The Slatest

Watch Ilhan Omar Respond to Son of 9/11 Victim Who Criticized Her in Anniversary Ceremony

Nicholas Haros Jr. stands at a podium wearing a T-shirt that says "SOME PEOPLE DID SOMETHING!" A woman stands beside him.
Nicholas Haros Jr. reads the names of 9/11 victims during the commemoration ceremony at the Sept. 11 memorial in New York on Wednesday.
Don Emmert/Getty Images

Rep. Ilhan Omar directly addressed the criticism she received from the son of a 9/11 victim during last week’s ceremony at ground zero on the 18th anniversary of the 2001 attacks. Face the Nation host Margaret Brennan asked Omar about Nicholas Haros Jr., whose mother Frances Haros was killed at the World Trade Center. He wore a black T-shirt to the anniversary ceremony with the words “Some people did something,” a reference to words that Omar uttered to the Council on American-Islamic Relations that sparked a firestorm of controversy. “ ‘Some people did something,’ said a freshman congresswoman from Minnesota,” Haros Jr. said Wednesday. “Today I am here to respond to you exactly who did what to whom.”

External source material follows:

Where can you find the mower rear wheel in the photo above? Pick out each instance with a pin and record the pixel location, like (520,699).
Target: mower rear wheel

At one point of the interview, Brennan brought up Haros Jr. and asked Omar if she understood why people found her words offensive. Omar replied that her words were meant to highlight how some Americans had “their civil rights stripped from them.” Omar began by saying that 9/11 “was an attack on all of us,” and she “certainly could not understand the weight of the pain that the victims of the families of 9/11 must feel.” But she also said it was important for Americans not to forget “the aftermath of 9/11” when “many Americans found themselves now having their civil rights stripped from them.” Her words were meant to reflect that “as a Muslim, not only was I suffering as an American who was attacked on that day, but the next day I woke up as my fellow Americans were now treating me as suspect.”

Brennan went on to ask Omar whether it has been difficult “to be less of an activist and try to be a legislator” and whether the language “you use has gotten in your own way.” Omar denied that was the case. “Some people would say, ‘Ilhan, you should speak a certain way. Ilhan, you should do something a certain way,’ and I think that’s contradictory, really, to the purpose of—of my existence in this space,” Omar said. “I believe that my constituents sent me to make sure that I was bringing in a conversation that others weren’t having, that I was speaking for people who felt voiceless for a long time.”